Wind data shows that as of July 2, the scale and net asset value of semiconductor-themed ETFs have both increased this year, with scale growing by nearly 75 billion yuan and the net asset value growth rate of 30 products exceeding 110%. Specifically, the total scale of ETFs linked to the semiconductor materials and equipment index is 88.16B yuan, with an increase of nearly 75 billion yuan year-to-date; among them, the scale increase brought by net inflow from subscriptions is 36.49B yuan, and the scale increase brought by changes in net asset value is 38.23B yuan. The total scale of ETFs linked to the Sci-Tech Innovation Board semiconductor materials and equipment index is 35.61B yuan, with an increase of 30.75B yuan year-to-date, net inflow from subscriptions bringing 17.29B yuan and net asset value changes bringing 13.47B yuan. Overall, the year-to-date scale growth of multiple semiconductor-themed ETFs in the market mainly comes from net purchases by investors.
From the perspective of fund managers, leading fund companies have a significant advantage in overall ETF scale, with high market concentration. Guotai Fund, HFT Fund, Yongying Fund, Tianhong Fund, and Boshi Fund all saw their ETF scale increase by over 10 billion yuan year-to-date; among them, Guotai Fund topped the list with an increase of 87.13B yuan, and HFT Fund ranked second with an increase of 41.68B yuan.
He Mingxiao, fund manager of Harvest Frontier Innovation Fund, told a reporter from Securities Daily that since the beginning of this year, sector differentiation in the A-share market has been evident, with "hard technology" leading the gains. Sectors such as communications, electronics, and semiconductors have significantly outperformed software and application sectors. This round of structural market movement mainly stems from three major industry changes: first, changes in the AI paradigm have driven demand growth; second, the supply-demand gap has triggered a "price increase" wave, with limited supply coupled with demand explosion leading to widespread and substantial price increases in upstream materials such as memory and optical fiber cables; third, domestic AI investment demand is strong, and technological breakthroughs have been observed on the supply side.
In addition to the semiconductor track, the innovative drug sector has also attracted capital inflows this year.
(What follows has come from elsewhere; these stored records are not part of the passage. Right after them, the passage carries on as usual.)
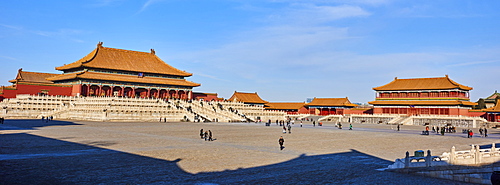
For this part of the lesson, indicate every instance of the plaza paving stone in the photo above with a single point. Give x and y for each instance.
(81, 152)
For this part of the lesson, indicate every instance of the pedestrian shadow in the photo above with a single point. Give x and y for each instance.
(32, 159)
(30, 124)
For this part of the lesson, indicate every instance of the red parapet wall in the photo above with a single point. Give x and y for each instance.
(34, 89)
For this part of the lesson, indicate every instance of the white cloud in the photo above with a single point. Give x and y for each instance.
(314, 14)
(147, 4)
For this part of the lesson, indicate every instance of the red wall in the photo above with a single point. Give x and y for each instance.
(205, 97)
(64, 90)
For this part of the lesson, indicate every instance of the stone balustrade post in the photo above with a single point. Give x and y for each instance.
(477, 155)
(452, 155)
(407, 160)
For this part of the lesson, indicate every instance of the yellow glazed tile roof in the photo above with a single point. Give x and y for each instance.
(123, 78)
(35, 77)
(247, 98)
(125, 60)
(453, 102)
(496, 108)
(332, 102)
(284, 105)
(422, 84)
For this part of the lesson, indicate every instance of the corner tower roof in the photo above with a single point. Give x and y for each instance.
(125, 60)
(422, 84)
(33, 77)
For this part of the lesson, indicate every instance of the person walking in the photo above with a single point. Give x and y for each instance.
(210, 135)
(281, 141)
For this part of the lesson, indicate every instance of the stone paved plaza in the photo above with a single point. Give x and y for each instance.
(76, 152)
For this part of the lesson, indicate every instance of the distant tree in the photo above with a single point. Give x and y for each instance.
(480, 104)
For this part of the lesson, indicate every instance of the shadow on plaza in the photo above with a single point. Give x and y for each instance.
(33, 123)
(30, 159)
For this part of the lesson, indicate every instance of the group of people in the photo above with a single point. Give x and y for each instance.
(483, 132)
(207, 135)
(48, 118)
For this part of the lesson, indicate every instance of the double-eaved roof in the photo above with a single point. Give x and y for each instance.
(331, 102)
(438, 83)
(496, 108)
(250, 98)
(124, 60)
(123, 78)
(285, 105)
(119, 64)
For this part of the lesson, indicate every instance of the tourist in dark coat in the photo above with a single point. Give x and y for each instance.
(281, 141)
(210, 135)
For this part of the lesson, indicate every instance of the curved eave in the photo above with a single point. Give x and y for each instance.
(124, 78)
(408, 103)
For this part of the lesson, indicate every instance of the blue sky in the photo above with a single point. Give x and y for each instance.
(286, 51)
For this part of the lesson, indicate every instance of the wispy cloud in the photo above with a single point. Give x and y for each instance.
(10, 58)
(211, 77)
(148, 4)
(473, 63)
(314, 14)
(68, 34)
(103, 3)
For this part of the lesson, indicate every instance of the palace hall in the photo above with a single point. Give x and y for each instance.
(118, 72)
(423, 96)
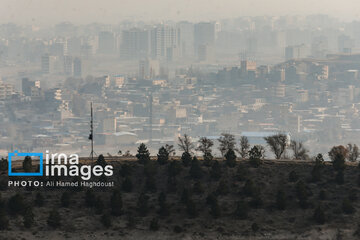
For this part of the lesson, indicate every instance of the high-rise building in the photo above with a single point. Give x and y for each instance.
(134, 44)
(204, 35)
(165, 42)
(77, 67)
(106, 43)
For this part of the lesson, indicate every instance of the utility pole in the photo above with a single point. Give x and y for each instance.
(91, 136)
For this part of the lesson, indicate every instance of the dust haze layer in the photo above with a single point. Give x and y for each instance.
(43, 12)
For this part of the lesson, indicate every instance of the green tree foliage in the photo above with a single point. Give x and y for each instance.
(143, 204)
(244, 147)
(205, 145)
(195, 169)
(17, 204)
(27, 164)
(281, 200)
(127, 185)
(143, 154)
(230, 158)
(319, 215)
(39, 200)
(28, 218)
(186, 159)
(338, 154)
(277, 144)
(216, 172)
(226, 142)
(185, 144)
(101, 161)
(89, 198)
(241, 211)
(54, 219)
(106, 220)
(163, 156)
(299, 150)
(255, 155)
(65, 199)
(116, 203)
(174, 168)
(164, 208)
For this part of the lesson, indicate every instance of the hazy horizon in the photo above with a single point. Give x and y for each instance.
(47, 12)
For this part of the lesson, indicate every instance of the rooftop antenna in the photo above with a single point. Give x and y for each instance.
(91, 136)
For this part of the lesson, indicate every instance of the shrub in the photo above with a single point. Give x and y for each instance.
(106, 220)
(143, 154)
(154, 224)
(319, 215)
(338, 155)
(116, 203)
(54, 219)
(230, 158)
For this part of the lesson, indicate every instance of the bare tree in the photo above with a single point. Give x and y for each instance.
(300, 152)
(227, 142)
(277, 144)
(205, 145)
(244, 147)
(185, 144)
(353, 152)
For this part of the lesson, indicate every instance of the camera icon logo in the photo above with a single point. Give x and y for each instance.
(11, 157)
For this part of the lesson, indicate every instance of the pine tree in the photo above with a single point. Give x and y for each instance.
(143, 205)
(230, 157)
(163, 156)
(216, 172)
(195, 169)
(143, 154)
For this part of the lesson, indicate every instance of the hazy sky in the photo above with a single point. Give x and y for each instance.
(113, 11)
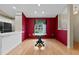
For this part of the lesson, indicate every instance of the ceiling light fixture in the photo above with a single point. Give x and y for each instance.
(38, 4)
(14, 7)
(35, 12)
(43, 12)
(75, 10)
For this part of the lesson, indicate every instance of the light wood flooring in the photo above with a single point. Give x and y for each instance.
(52, 47)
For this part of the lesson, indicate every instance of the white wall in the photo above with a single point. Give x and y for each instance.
(10, 41)
(7, 20)
(18, 21)
(76, 27)
(63, 20)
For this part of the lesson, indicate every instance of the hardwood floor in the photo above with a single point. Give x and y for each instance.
(53, 47)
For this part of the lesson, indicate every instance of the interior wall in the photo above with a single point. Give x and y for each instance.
(61, 32)
(76, 27)
(24, 27)
(50, 27)
(7, 20)
(28, 27)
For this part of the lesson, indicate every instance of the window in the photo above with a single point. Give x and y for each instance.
(40, 26)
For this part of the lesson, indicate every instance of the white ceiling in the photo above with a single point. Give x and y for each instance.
(50, 10)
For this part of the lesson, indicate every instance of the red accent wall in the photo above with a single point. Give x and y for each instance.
(50, 27)
(24, 27)
(61, 35)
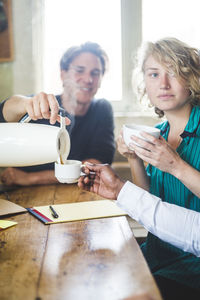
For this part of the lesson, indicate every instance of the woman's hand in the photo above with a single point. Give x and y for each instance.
(123, 149)
(104, 182)
(157, 152)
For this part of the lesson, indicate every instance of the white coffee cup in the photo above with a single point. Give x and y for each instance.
(133, 129)
(69, 172)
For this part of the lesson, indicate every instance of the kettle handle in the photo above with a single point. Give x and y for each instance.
(26, 118)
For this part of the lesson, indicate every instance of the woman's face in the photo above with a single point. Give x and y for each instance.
(83, 80)
(163, 89)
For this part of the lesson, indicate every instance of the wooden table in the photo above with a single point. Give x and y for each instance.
(95, 259)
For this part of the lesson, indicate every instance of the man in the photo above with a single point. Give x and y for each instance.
(91, 128)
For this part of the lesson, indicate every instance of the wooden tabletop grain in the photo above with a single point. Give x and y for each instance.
(94, 259)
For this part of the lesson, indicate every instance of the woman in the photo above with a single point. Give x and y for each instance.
(170, 71)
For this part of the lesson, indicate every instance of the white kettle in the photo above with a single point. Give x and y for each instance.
(25, 144)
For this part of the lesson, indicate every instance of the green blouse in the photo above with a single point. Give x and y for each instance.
(164, 259)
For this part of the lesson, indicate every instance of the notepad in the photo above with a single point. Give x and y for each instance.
(70, 212)
(5, 224)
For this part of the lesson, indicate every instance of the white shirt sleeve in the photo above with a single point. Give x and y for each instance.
(173, 224)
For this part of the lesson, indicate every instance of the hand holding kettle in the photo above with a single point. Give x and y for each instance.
(40, 106)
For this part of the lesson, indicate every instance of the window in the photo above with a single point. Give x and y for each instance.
(178, 19)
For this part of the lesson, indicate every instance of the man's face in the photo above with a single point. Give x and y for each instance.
(83, 80)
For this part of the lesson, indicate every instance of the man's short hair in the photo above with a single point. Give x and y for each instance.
(75, 51)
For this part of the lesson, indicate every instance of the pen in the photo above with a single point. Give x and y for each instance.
(53, 212)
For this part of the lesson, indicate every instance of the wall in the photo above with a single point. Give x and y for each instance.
(22, 75)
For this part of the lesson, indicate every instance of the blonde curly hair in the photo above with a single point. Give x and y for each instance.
(176, 57)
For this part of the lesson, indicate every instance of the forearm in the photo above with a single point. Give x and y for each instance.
(41, 177)
(138, 173)
(162, 219)
(14, 108)
(189, 176)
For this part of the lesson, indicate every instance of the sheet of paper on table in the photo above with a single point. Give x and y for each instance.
(69, 212)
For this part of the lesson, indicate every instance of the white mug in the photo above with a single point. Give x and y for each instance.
(133, 129)
(69, 172)
(25, 144)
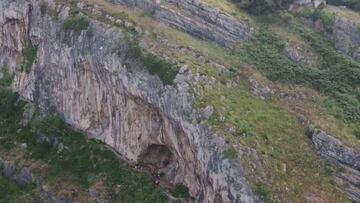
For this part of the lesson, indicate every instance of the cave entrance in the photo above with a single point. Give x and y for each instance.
(157, 156)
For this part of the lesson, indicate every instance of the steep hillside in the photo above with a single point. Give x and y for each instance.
(184, 101)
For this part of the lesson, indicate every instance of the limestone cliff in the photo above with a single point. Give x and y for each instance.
(83, 77)
(197, 19)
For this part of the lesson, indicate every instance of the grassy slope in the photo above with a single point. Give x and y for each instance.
(274, 131)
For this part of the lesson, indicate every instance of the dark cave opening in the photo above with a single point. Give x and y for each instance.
(157, 156)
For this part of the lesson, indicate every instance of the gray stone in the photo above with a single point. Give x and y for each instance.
(9, 170)
(345, 158)
(83, 78)
(24, 178)
(196, 18)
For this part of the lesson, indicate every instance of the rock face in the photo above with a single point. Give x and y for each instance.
(307, 3)
(346, 37)
(196, 18)
(348, 177)
(82, 77)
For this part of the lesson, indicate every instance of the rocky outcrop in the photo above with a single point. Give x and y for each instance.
(82, 77)
(197, 19)
(348, 176)
(346, 37)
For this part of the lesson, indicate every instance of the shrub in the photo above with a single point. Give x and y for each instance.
(337, 75)
(260, 7)
(263, 191)
(77, 23)
(327, 20)
(43, 8)
(357, 133)
(230, 153)
(243, 128)
(352, 4)
(29, 55)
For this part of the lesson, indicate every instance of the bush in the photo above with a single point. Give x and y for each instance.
(327, 20)
(352, 4)
(29, 53)
(77, 23)
(263, 191)
(243, 128)
(337, 76)
(357, 133)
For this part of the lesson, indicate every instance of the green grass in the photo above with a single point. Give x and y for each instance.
(276, 135)
(11, 193)
(76, 23)
(153, 63)
(337, 76)
(29, 53)
(80, 160)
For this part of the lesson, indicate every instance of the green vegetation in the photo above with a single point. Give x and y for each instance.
(263, 192)
(352, 4)
(181, 191)
(276, 135)
(76, 161)
(153, 63)
(261, 7)
(76, 23)
(43, 8)
(29, 53)
(327, 19)
(5, 78)
(10, 192)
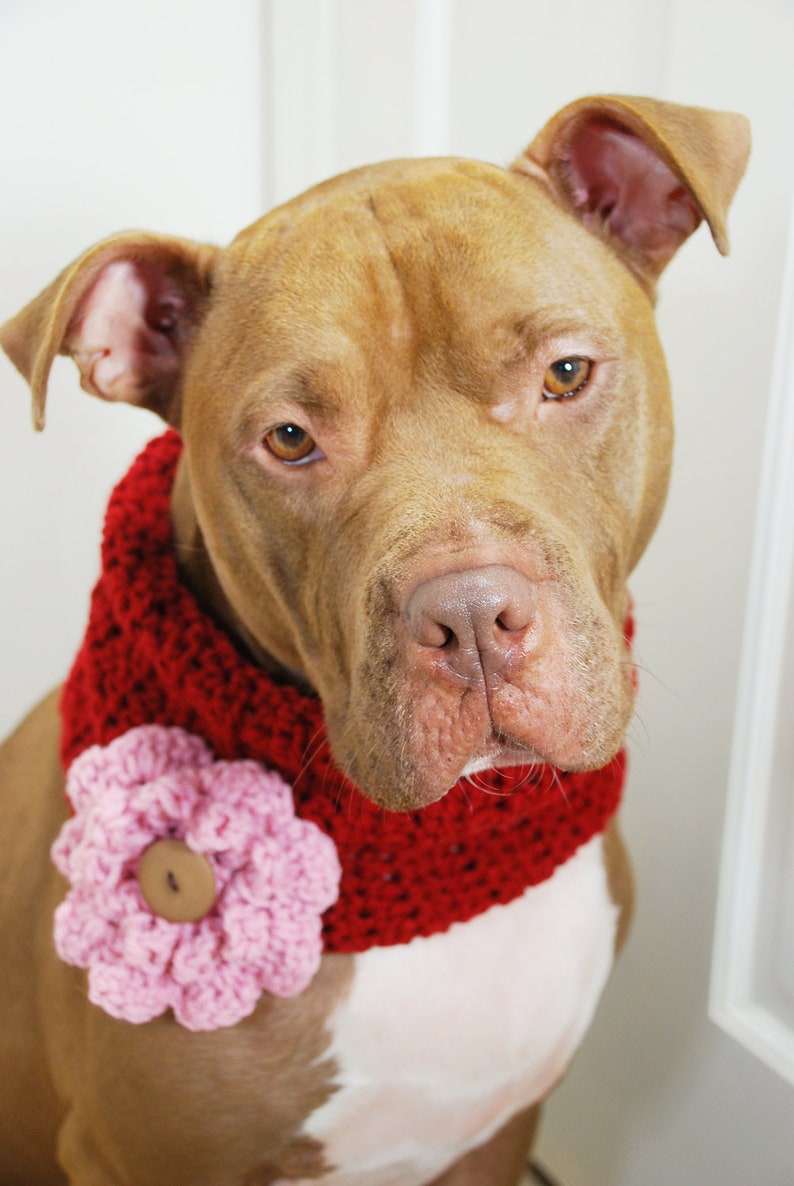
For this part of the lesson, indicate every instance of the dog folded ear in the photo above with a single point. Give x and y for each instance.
(642, 173)
(126, 311)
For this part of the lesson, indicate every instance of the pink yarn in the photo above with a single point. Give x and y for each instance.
(274, 877)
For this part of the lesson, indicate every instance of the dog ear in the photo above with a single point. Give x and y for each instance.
(642, 173)
(126, 311)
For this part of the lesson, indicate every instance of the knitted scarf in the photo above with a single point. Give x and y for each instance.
(152, 656)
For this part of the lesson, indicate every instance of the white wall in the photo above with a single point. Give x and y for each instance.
(154, 118)
(113, 116)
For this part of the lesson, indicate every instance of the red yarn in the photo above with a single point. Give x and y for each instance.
(151, 656)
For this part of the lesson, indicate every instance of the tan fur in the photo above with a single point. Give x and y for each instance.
(405, 316)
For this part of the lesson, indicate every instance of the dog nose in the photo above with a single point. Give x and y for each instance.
(475, 620)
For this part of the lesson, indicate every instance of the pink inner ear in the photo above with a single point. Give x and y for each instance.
(620, 183)
(125, 338)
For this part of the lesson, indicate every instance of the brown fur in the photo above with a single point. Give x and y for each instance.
(406, 317)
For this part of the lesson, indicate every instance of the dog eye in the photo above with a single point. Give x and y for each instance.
(291, 444)
(566, 377)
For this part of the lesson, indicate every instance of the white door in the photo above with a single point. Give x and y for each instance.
(185, 118)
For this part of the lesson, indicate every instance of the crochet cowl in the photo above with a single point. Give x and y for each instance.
(151, 656)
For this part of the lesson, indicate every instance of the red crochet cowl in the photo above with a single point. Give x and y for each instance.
(152, 656)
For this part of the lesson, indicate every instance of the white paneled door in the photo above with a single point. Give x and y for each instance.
(192, 116)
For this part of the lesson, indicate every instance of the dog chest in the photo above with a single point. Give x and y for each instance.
(440, 1040)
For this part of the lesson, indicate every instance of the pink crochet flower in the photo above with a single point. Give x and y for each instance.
(274, 875)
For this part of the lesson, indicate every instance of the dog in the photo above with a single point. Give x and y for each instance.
(420, 434)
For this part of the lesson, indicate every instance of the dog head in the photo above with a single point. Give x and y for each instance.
(427, 428)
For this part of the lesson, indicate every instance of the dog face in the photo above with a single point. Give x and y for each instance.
(427, 434)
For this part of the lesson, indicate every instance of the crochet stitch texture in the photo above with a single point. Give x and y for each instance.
(274, 875)
(152, 656)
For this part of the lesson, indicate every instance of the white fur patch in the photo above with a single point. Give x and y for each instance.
(442, 1040)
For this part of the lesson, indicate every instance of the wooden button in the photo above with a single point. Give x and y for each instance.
(177, 884)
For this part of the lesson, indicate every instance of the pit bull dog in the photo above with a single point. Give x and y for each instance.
(335, 871)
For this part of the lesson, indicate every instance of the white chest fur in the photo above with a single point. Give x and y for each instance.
(440, 1040)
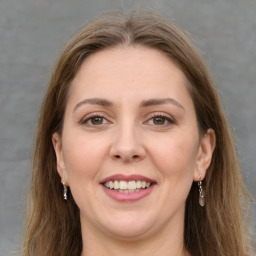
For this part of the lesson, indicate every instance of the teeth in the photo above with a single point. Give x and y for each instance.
(127, 187)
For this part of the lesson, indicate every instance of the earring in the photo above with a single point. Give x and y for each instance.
(201, 193)
(65, 190)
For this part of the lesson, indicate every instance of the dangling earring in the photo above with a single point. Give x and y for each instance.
(201, 193)
(65, 190)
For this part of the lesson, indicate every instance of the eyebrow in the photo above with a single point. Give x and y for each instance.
(145, 103)
(93, 101)
(154, 102)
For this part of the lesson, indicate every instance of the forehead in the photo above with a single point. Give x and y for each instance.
(135, 70)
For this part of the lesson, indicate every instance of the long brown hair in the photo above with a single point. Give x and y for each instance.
(52, 226)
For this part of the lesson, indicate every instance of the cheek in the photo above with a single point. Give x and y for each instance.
(83, 158)
(175, 157)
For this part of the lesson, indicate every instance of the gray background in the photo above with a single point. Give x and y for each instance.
(32, 33)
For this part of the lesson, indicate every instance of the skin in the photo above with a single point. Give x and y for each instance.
(159, 141)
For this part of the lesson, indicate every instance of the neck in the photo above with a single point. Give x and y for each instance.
(168, 242)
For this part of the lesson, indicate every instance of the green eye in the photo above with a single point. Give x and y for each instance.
(159, 120)
(97, 120)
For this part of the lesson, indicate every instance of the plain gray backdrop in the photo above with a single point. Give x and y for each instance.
(32, 34)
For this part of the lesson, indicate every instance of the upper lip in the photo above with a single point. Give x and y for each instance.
(135, 177)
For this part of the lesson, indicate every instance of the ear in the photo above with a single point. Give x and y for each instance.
(205, 152)
(61, 167)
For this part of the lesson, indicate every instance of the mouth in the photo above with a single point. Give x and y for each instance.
(127, 188)
(131, 186)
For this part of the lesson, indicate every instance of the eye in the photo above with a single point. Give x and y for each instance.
(94, 120)
(160, 120)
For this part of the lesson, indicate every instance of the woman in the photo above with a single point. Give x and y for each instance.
(133, 153)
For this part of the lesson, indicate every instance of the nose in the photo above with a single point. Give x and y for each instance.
(127, 145)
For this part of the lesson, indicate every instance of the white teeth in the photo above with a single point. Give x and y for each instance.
(116, 184)
(132, 184)
(111, 184)
(123, 184)
(127, 187)
(139, 184)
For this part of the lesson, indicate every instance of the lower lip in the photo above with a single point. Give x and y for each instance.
(128, 197)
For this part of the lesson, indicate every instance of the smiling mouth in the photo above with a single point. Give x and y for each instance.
(123, 186)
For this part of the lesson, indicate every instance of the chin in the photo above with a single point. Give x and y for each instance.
(129, 226)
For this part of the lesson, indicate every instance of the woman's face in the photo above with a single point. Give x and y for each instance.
(130, 147)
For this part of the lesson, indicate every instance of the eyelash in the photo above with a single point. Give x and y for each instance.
(165, 117)
(90, 117)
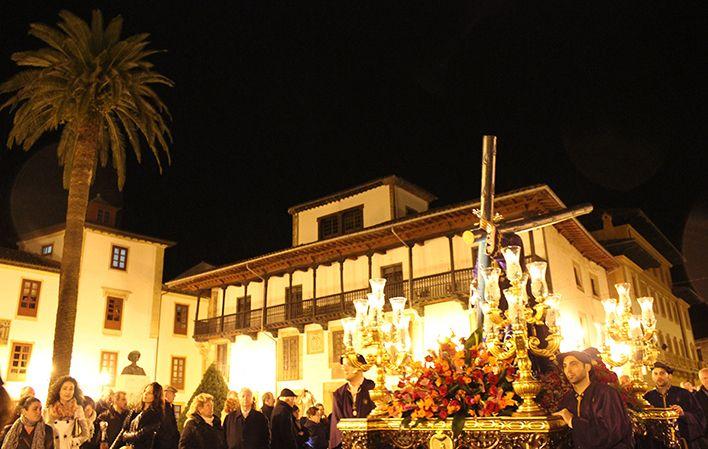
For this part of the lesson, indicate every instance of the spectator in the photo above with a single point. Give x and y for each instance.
(246, 428)
(90, 413)
(114, 419)
(316, 430)
(202, 430)
(282, 422)
(141, 427)
(65, 414)
(29, 431)
(268, 403)
(169, 434)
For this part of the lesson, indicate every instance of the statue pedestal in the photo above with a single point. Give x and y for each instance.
(133, 385)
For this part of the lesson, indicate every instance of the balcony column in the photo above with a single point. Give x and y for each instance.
(452, 262)
(223, 304)
(314, 290)
(341, 284)
(411, 295)
(264, 314)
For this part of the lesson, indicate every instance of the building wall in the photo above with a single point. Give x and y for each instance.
(377, 209)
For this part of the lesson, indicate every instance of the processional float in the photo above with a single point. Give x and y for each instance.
(525, 326)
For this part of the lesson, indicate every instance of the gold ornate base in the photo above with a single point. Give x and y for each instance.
(479, 433)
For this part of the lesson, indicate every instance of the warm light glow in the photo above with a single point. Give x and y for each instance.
(572, 333)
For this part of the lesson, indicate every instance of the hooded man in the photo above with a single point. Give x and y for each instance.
(283, 434)
(351, 400)
(594, 411)
(691, 420)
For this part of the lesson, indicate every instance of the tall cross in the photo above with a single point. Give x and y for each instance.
(491, 224)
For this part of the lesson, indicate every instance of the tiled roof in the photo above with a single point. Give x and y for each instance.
(24, 259)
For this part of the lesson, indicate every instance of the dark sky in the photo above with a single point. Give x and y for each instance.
(278, 102)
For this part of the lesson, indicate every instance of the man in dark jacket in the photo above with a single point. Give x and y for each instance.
(282, 422)
(168, 437)
(691, 420)
(351, 400)
(114, 418)
(246, 428)
(316, 430)
(594, 411)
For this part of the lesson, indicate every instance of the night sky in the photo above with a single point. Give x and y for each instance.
(277, 103)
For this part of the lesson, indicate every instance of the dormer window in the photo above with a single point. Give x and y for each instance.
(340, 223)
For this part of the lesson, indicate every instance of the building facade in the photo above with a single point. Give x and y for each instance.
(274, 321)
(121, 307)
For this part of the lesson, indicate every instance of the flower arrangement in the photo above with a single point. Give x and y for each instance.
(461, 379)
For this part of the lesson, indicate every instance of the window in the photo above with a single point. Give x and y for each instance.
(119, 258)
(114, 313)
(594, 286)
(177, 372)
(290, 358)
(19, 361)
(181, 314)
(222, 360)
(340, 223)
(109, 366)
(337, 346)
(29, 298)
(578, 277)
(293, 302)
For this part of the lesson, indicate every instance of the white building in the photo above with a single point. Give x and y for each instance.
(121, 307)
(274, 321)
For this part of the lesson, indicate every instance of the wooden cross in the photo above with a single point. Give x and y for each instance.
(491, 224)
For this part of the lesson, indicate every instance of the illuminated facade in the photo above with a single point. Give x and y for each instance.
(274, 321)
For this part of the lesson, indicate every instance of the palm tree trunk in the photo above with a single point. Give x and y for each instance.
(84, 162)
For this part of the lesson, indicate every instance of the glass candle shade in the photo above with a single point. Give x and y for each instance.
(511, 257)
(537, 271)
(492, 293)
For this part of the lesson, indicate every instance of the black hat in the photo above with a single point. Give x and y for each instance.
(359, 358)
(287, 393)
(580, 355)
(663, 366)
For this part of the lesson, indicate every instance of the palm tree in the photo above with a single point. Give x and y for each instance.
(97, 89)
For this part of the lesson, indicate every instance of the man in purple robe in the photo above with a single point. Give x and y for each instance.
(691, 420)
(351, 400)
(594, 411)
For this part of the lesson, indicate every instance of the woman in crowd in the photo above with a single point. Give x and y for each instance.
(29, 430)
(202, 430)
(141, 427)
(268, 404)
(90, 413)
(65, 414)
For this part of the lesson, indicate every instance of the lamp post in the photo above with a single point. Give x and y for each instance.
(382, 339)
(516, 319)
(630, 338)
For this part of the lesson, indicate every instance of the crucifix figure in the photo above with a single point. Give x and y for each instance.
(491, 224)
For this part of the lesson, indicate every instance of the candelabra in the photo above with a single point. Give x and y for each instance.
(506, 333)
(382, 339)
(630, 338)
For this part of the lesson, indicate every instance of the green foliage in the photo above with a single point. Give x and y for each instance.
(214, 384)
(94, 86)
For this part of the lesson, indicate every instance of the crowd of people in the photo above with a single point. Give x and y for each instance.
(72, 420)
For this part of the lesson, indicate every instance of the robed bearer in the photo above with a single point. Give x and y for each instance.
(351, 400)
(691, 420)
(594, 411)
(245, 427)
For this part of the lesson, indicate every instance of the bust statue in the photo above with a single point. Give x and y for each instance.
(133, 368)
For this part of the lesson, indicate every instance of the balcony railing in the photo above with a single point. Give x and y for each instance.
(426, 290)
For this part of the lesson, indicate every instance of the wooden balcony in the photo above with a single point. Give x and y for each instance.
(426, 290)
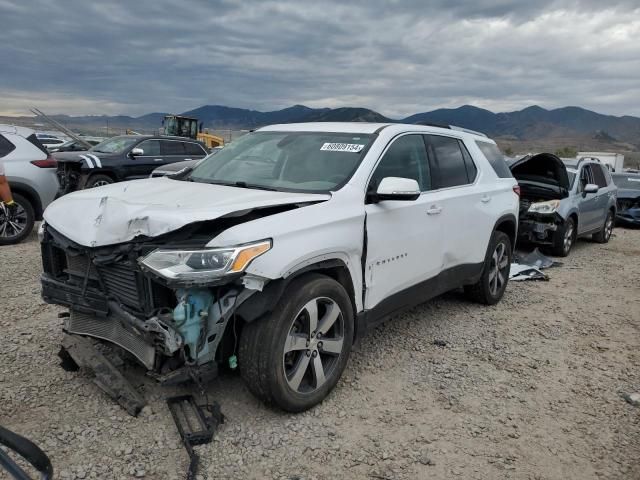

Data shows that as of now, the total scale of ETFs linked to the innovative drug index is 32.28B yuan, an increase of 10.89B yuan year-to-date; the total scale of ETFs linked to the Sci-Tech Innovation Board innovative drug index is 3.78B yuan, an increase of 2.65B yuan year-to-date.
A relevant business director of Guotai Fund told a reporter from Securities Daily that the valuation of domestic innovative drugs deviates significantly from the international market, and there is a demand for capital to cover short positions and go long. In particular, as an innovative product, Sci-Tech Innovation Board innovative drugs have strong price elasticity and sustainability. Currently, the style and sector rotation of the A-share market have fluctuated compared to before, and high-risk appetite funds may shift to sectors with good long-term fundamentals. For example, the fundamentals of the innovative drug industry are sound, and the market is expected to emerge from the emotional trough, returning to the technological attributes of innovative assets and the "going global" pricing logic. In addition, as the interim report season for A-share companies approaches, the sector is expected to continue to oscillate upward under solid performance guidance, driving a performance-driven market.